Tabi ki değil!
Ancak ve ne yazık ki gerek içi boşaltılan eğitim, gerekse yozlaşan eğitimci eğitimi bu sorunun tam da göbeğindedir.
Üstüne üstlük sadece sınava endeksli, sormayan, sorgulamayan bir öğrenci ve yurttaş profili hedefi ve ne yazık ki bunun yarattığı rekabet kültürünün sadece okul ve öğretmenle sınırlı kalmayışı, öğrencimize de velimize de sirayet edişi, hatta bunun aksini iddia eden ve öğretmenliği geleceğin inşası gören ve bu yüzden bu sistemin aparatı olmayı reddeden öğretmenlerimizin yukarıdaki hiçbir kesim tarafından makbul görülmeyişi içler acısıdır.

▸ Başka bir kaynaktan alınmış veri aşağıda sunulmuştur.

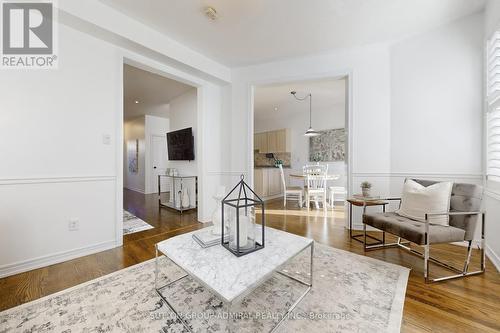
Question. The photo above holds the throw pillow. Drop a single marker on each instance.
(418, 200)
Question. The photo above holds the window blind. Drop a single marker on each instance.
(493, 101)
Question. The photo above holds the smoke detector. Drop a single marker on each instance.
(211, 13)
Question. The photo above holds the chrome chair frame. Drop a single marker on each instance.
(426, 255)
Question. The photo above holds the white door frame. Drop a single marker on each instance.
(162, 69)
(348, 75)
(152, 179)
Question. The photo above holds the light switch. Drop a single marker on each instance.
(106, 139)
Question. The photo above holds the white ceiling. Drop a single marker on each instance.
(253, 31)
(325, 93)
(153, 92)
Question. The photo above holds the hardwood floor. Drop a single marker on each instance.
(462, 305)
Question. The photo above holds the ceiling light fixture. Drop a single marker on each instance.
(310, 131)
(211, 13)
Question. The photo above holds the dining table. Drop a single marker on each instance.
(302, 176)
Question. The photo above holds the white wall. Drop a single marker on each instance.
(134, 129)
(56, 166)
(436, 105)
(323, 119)
(492, 206)
(492, 20)
(369, 68)
(183, 114)
(436, 101)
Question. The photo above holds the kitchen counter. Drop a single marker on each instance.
(271, 167)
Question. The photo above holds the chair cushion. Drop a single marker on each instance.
(465, 198)
(412, 230)
(418, 200)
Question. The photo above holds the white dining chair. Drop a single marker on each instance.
(316, 190)
(315, 186)
(315, 169)
(290, 192)
(337, 193)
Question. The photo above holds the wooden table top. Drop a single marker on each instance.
(370, 202)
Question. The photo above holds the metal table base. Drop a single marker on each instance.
(228, 305)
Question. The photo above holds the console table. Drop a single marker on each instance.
(173, 204)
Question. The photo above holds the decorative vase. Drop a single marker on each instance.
(192, 199)
(178, 197)
(185, 199)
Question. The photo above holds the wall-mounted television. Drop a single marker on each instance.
(181, 145)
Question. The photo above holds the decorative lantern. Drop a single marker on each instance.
(239, 216)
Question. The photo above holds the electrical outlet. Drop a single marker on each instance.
(106, 139)
(73, 224)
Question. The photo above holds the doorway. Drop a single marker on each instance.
(280, 121)
(153, 106)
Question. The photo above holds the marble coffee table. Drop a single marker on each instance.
(231, 278)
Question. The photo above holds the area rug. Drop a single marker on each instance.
(132, 223)
(350, 293)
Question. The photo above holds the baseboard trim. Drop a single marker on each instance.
(492, 194)
(419, 175)
(52, 180)
(51, 259)
(495, 259)
(134, 189)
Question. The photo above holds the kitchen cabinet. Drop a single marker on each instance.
(273, 182)
(277, 141)
(260, 142)
(267, 182)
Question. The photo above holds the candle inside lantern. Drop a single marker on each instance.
(243, 232)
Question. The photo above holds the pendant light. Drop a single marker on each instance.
(310, 131)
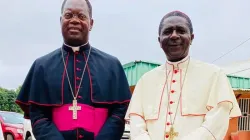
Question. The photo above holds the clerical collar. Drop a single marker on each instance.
(178, 65)
(73, 49)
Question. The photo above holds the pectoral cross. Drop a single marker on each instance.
(171, 134)
(74, 109)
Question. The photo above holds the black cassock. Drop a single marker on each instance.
(103, 98)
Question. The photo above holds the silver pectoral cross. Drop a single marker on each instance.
(74, 108)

Hal böyle olunca da rekabetin yoz güdümünde ve sanki okul ile öğrencilerin sahipleriymiş edası ile yöneticiler ve rıza gösteren öğretmenler, seviye sınıfları ile bu ilkel duygularını tatmin etme, vesilesi ile sanki özel bir iş yeri işletiyormuş gibi reklam ile ve sanki öğrenci ve veli müşteriymiş gibi davranma eğilimine girebilmektedir. Hele ki üstleri de bunu isteyince ve “başardıklarında” da alkışlayıp taltif edince, durdurabilene aşk olsun. ( Yasaya da, yönetmeliklere de aykırı olmasına rağmen)
Öyle görünüyor ki; bu yoz çarkı da ancak öğrenciler ve gençler, adlarına yakışır şekilde (talebe) talep ederek ve aydın öğretmenlerinin desteği ile yıkabilecektir. Umutsuzluk yasak. Sevgiyle…
Kaynaklar
- Makarenko. (2008). Eğitbilimsel Görüşler, Yaşam Öyküsü-Anı Ve Notlar. Yayınevi: Sorun Yayınları. sf: 160.
- Prof. Dr. Veysel Sönmez. (2023). Egitim Felsefesi. Yayınevi: Anı Yayıncılık. sf: 306.